Rackspace, which put itself on the block earlier this year, may make an announcement by the end of this week, TechCrunch reported.
The company's shares jumped 9.5 percent to $36.95 in premarket trading on Wednesday. As of Tuesday's closing, the company was valued at about $4.8 billion.
Rackspace has received at least three acquisition bids, including those from Hewlett-Packard Co and IBM, the tech blog reported, citing a source within the company.
The Hewlett-Packard bid was for up to $43 per share, the tech blog reported.

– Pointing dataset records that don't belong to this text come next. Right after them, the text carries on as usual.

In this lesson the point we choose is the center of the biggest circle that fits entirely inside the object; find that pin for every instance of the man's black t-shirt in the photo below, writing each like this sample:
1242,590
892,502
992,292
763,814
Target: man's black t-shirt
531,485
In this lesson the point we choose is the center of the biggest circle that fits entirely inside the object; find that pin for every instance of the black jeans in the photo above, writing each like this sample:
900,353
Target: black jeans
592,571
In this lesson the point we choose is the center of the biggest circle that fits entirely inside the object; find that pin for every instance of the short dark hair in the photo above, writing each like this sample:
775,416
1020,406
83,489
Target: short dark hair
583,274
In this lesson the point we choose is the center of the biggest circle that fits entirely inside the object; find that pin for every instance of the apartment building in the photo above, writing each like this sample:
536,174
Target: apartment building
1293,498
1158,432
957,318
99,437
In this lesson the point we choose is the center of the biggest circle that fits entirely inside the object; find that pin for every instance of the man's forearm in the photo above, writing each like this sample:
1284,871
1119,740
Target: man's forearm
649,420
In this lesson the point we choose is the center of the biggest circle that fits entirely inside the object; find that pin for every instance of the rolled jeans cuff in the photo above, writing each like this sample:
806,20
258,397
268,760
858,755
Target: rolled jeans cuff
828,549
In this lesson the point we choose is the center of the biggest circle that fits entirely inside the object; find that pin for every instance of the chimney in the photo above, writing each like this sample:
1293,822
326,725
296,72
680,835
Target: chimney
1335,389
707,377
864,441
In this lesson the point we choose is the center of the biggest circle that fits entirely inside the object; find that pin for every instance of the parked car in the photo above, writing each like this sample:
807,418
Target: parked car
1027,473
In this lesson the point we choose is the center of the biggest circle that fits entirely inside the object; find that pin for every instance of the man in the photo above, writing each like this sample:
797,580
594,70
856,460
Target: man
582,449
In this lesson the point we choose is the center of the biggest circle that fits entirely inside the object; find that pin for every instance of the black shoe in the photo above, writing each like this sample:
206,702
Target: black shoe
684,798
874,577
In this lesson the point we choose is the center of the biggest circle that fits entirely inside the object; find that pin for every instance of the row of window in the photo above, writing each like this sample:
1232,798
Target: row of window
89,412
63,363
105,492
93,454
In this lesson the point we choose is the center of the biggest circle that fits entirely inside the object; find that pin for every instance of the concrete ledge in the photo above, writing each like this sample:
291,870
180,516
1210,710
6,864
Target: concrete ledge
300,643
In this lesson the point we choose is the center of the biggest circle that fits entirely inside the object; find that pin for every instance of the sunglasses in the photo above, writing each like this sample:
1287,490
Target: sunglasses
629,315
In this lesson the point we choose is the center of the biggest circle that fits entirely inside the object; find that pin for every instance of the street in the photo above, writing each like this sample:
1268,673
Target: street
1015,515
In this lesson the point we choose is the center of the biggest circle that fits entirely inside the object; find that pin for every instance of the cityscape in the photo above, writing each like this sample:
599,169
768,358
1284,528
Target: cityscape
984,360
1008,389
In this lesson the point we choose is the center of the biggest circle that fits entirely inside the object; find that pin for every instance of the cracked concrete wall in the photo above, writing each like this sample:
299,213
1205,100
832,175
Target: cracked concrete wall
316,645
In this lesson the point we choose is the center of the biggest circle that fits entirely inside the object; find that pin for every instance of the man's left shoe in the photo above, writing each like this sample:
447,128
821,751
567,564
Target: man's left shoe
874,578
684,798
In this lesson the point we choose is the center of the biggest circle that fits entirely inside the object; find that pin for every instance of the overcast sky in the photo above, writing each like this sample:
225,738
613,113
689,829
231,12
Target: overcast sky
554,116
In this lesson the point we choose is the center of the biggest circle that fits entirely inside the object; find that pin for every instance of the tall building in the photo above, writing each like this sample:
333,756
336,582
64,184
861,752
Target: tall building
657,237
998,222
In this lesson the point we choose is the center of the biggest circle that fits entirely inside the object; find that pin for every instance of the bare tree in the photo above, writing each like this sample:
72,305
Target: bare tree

That offer values Rackspace at more than $6 billion.
Rackspace, which leases server space and helps corporations store and access data in the cloud, could not be immediately reached for a comment.
The company said in a regulatory filing in May that it had been approached by multiple parties and that it had hired Morgan Stanley to help it in the process.
Cowen and Co analysts, in a note dated June 30, said there was a small chance of a take-private transaction, adding that potential buyers could also include telecom provider CenturyLink Inc.
Rackspace has faced stiff competition from newer startups as well as established players in the cloud computing business, such as Amazon.com Inc and Google Inc, which have slashed prices recently.
While Amazon and Google do not disclose the number of servers they operate, analysts have estimated that their server count is much higher than Rackspace's 106,000.
Concerns among investors about Rackspace's ability to compete with its larger rivals have pushed down its shares to mid-thirties from a high of $81 last year. It touched four-year low of $26.18 in early May.
The stock closed at $33.70 on the New York Stock Exchange on Tuesday.